There are moments of somewhat heavy chortling here, such as his stories about classes with the great Jacques Marie Émile Lacan, "who did not speak English very well, said 'Let him who agrees with me, rise up the finger.'" Or when the noted psychiatrist and linguist said that he was gong to hold office hours the next day and 'if anyone wishes, they may come to my office at 11:00 tomorrow morning and mate with me.'"

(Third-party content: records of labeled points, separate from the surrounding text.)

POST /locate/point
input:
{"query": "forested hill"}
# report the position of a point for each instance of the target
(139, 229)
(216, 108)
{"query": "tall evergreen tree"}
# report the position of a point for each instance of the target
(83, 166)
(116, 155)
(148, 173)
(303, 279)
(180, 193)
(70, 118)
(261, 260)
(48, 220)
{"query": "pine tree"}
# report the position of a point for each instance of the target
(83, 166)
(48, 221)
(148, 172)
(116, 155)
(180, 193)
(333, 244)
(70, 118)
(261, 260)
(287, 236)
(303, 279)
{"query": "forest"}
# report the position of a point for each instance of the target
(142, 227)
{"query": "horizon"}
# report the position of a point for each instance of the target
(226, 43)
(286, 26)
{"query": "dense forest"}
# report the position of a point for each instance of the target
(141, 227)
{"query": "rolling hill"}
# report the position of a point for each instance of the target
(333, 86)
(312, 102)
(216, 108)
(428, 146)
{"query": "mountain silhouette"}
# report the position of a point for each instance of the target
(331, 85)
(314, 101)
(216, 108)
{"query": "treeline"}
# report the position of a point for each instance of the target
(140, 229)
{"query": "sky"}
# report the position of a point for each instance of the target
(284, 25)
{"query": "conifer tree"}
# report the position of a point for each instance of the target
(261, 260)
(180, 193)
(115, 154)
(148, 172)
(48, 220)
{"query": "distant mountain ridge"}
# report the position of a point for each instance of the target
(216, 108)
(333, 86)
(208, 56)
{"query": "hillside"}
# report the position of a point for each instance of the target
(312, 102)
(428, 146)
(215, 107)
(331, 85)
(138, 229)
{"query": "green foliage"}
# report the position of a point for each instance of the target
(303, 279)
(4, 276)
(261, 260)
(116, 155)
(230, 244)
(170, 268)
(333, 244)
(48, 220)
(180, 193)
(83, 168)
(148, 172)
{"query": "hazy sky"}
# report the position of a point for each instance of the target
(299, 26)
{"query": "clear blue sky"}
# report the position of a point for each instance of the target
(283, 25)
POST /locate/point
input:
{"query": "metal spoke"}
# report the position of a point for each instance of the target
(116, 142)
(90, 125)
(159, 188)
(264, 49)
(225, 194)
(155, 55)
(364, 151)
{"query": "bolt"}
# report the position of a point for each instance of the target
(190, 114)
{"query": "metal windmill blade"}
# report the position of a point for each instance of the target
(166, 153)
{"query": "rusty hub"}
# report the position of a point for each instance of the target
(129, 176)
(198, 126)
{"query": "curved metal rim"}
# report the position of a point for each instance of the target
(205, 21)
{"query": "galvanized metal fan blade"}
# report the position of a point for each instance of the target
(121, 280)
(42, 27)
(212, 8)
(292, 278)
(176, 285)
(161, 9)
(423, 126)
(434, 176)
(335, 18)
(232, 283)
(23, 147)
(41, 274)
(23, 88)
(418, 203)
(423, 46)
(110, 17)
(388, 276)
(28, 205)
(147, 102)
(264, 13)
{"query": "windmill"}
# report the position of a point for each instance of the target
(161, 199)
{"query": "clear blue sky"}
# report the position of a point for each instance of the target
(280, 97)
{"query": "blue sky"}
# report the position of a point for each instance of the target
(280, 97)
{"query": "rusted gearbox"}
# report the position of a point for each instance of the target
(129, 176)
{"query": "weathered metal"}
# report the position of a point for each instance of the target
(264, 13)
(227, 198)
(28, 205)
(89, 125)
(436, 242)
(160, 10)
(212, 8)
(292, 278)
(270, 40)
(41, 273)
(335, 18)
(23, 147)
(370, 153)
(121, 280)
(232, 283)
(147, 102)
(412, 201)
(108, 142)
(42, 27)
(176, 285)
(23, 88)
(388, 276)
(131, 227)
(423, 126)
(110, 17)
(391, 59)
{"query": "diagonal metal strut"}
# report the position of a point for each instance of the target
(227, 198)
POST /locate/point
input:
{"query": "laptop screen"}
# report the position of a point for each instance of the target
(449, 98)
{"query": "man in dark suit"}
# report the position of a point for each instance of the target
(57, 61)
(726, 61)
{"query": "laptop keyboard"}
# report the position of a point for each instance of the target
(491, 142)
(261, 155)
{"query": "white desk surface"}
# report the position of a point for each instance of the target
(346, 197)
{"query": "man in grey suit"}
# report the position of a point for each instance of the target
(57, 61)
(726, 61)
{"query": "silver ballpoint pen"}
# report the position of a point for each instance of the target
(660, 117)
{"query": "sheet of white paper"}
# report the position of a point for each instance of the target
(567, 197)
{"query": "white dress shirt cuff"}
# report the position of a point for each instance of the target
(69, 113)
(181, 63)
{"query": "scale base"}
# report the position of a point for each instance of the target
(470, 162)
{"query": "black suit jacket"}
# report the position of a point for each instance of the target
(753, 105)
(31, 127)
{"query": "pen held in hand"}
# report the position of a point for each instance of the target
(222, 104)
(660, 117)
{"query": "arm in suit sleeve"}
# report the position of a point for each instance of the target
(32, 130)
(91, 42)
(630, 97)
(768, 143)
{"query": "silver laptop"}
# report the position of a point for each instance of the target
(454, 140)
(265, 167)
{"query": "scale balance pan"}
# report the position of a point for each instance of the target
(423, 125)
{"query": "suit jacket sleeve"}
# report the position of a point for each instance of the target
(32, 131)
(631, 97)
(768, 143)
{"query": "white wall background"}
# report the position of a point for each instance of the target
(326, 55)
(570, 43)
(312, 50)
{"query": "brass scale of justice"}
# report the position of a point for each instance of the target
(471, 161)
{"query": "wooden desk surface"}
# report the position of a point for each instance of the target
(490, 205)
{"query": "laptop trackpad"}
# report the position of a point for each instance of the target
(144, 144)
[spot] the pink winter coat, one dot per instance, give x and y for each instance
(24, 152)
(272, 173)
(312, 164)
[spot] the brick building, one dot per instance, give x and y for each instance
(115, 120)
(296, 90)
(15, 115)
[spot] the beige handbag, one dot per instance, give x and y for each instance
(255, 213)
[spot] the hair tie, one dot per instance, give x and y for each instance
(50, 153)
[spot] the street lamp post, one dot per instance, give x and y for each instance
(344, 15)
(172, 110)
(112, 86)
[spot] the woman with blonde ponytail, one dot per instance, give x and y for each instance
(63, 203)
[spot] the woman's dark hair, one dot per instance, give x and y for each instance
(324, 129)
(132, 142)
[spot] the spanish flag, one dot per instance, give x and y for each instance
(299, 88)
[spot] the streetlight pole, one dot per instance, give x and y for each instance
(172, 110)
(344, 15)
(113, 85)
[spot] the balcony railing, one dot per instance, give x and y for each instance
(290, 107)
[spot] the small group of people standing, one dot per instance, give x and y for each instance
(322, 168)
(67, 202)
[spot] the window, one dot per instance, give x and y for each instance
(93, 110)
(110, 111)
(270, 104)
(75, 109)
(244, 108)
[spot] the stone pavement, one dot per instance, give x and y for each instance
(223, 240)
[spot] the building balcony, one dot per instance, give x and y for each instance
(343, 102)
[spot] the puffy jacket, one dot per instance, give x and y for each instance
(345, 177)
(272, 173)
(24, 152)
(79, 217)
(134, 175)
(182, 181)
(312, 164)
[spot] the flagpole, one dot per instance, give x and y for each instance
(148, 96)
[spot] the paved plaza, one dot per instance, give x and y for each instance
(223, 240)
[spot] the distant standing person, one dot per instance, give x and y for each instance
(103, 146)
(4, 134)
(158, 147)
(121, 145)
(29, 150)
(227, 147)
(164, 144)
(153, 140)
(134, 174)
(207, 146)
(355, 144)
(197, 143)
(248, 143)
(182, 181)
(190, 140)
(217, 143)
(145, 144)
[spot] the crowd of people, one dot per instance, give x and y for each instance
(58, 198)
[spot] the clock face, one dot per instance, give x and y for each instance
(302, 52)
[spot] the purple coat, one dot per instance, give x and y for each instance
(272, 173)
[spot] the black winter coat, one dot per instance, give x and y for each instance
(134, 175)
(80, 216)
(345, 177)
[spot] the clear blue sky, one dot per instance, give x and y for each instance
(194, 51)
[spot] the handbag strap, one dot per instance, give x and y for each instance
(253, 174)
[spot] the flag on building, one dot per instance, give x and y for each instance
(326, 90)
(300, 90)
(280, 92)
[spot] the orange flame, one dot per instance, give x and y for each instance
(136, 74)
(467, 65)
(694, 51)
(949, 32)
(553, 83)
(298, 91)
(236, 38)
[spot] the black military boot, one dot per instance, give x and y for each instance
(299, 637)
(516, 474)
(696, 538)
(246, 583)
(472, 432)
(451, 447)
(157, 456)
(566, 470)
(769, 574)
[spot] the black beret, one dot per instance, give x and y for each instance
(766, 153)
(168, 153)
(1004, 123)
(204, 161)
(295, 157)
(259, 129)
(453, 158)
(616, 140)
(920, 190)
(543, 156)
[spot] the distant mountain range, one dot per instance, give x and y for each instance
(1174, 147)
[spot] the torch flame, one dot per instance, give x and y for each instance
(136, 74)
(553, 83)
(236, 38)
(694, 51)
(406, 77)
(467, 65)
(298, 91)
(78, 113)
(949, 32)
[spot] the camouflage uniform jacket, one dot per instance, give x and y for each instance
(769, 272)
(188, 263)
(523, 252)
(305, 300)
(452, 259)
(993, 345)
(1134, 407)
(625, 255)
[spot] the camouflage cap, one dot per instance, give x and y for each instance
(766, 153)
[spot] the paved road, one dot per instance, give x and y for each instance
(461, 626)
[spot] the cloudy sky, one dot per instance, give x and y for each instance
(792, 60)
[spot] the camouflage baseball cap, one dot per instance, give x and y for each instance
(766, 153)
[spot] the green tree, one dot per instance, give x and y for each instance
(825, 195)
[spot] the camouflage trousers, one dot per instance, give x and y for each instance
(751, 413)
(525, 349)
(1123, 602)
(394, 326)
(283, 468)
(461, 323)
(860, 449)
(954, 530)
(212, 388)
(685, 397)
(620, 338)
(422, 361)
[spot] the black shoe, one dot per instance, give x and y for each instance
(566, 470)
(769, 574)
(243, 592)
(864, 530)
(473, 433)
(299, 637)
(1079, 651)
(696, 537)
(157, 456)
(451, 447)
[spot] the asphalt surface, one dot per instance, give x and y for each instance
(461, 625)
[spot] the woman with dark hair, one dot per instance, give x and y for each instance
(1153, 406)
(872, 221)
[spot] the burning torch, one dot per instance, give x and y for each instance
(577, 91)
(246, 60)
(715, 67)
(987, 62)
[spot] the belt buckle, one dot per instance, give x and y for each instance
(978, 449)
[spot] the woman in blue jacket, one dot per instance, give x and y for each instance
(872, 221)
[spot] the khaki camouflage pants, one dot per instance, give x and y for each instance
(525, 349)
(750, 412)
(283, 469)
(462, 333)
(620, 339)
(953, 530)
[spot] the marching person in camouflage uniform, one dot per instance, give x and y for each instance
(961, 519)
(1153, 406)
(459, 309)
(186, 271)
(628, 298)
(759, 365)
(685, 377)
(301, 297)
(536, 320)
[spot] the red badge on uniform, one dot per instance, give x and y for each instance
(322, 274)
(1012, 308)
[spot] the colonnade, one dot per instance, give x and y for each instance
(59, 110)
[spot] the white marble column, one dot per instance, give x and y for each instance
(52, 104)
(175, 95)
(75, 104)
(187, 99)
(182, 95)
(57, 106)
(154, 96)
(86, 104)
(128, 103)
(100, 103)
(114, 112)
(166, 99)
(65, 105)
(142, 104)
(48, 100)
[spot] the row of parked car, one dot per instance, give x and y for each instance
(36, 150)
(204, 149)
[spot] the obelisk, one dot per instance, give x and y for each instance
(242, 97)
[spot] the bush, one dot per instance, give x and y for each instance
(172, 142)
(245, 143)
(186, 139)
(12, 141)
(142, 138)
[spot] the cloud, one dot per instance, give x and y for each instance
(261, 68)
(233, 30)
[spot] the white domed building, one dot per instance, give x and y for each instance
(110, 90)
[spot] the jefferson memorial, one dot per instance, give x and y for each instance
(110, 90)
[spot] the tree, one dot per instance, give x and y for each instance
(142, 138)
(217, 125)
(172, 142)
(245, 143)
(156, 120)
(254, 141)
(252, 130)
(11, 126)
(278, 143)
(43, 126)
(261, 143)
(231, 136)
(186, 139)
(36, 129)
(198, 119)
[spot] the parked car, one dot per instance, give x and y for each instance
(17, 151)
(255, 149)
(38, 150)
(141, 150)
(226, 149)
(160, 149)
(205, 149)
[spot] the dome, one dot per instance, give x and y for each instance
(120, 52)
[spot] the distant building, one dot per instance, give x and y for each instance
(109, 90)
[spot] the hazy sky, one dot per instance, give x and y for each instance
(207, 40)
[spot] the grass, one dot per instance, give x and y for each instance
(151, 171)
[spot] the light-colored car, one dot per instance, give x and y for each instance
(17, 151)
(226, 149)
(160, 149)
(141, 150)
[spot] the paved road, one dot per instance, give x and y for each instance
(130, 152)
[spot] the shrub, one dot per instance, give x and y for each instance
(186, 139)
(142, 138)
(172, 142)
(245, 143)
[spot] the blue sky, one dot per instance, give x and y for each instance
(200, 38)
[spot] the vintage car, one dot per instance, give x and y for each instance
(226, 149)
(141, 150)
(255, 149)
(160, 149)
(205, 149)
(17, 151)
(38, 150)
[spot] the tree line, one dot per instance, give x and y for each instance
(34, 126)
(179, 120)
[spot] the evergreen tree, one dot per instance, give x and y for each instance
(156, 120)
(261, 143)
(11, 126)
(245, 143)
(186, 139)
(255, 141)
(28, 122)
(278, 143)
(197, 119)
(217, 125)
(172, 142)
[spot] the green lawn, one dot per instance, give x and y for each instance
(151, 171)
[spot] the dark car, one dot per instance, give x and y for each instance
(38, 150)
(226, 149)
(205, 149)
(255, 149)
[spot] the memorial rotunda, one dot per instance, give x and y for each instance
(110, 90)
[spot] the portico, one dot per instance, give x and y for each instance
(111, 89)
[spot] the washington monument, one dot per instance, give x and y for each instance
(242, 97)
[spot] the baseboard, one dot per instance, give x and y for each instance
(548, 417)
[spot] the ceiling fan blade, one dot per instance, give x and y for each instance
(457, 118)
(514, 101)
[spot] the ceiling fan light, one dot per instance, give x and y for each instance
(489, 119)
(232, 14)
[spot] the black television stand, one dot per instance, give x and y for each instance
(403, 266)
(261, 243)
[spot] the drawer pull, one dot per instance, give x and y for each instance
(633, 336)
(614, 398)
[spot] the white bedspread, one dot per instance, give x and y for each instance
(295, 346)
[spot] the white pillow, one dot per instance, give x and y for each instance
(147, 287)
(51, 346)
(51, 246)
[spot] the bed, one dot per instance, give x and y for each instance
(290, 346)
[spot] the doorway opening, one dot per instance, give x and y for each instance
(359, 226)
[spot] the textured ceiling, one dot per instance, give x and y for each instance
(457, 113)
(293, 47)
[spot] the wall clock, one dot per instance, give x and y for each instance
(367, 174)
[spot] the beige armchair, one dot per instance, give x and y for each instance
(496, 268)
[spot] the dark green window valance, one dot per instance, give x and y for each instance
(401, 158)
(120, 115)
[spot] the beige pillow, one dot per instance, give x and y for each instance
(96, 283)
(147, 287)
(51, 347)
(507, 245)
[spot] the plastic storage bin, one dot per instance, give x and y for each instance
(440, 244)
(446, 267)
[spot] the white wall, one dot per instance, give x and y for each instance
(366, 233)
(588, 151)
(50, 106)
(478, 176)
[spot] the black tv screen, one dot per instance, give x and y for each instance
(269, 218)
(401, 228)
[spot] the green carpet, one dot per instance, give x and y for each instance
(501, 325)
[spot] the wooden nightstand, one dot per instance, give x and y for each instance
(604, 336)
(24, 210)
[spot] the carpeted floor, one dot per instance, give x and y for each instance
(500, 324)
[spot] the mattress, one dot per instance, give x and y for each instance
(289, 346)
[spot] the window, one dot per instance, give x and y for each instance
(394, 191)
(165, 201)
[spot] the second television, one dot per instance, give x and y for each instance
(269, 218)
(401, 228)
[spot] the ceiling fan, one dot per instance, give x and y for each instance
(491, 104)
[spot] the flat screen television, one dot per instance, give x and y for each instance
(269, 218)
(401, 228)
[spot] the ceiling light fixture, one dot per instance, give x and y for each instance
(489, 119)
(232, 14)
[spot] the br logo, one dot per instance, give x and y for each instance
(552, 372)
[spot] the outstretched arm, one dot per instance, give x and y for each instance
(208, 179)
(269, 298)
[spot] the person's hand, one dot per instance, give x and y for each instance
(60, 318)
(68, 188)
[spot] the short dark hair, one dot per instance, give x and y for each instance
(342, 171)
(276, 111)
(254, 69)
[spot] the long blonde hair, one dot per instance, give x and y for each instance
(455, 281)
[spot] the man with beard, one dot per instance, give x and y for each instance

How to Be an Intellectual can best be recommended because of Williams scathing and fact-filled indictment of colleges, in concert with the politicians, who have decided that the education biz is just that: a business. And the poor student who is up to here in debt, and will be there until half of his or her life is over: it's not just. I thought comparing student debt to indentured servitude a bit of a stretch, but it works, because

  • The system gives preference to the aristocracy --- how many children of lawyers or doctors (or Senators for that matter) are going to be borrowing from Sallie Mae? Thus "it reinforces rather than dissolves the discriminations of class, counteracting meritocracy and creating a new underclass."
  • It's pervasive . . . almost three-quarters of students takes out these onerous loans.
  • The numbers are mind-numbing: a quarter of those who borrow from the feds owe more than $30,000.
  • Those who want professional degrees often come up with indebtedness in excess of $80,000;
  • these debts run for years, typically from fifteen to thirty years. Thus, if you leave graduate school when you are thirty years old, you will be paying off this debt until you are sixty.
  • And it's worse than marriage --- it's penury until death do you part: "Contracts for federal student loans stipulate severe penalties and are virtually unbreakable, forgiven not in bankruptcy but only in death, and enforced by severe measures, such as garnishee and other sanctions, with little recourse."
  • The who that profit, of course, are those who already have, those who have proven again and again the profitability in being scoundrels.
If you pick up this volume hoping to learn how to be an intellectual, forget it. You don't learn crap like that from a book. Instead --- read this and weep. The hope and dream of our nation, those who have the desire to learn, to make a worthy living, to be part of the future of our country are getting the worst of the deal. It's another plan from you-know-who to murder the middle class.

Students can rightly say that they have ended up working in a dark mine. And those who (already) have get the gold; the rest of us get the shaft.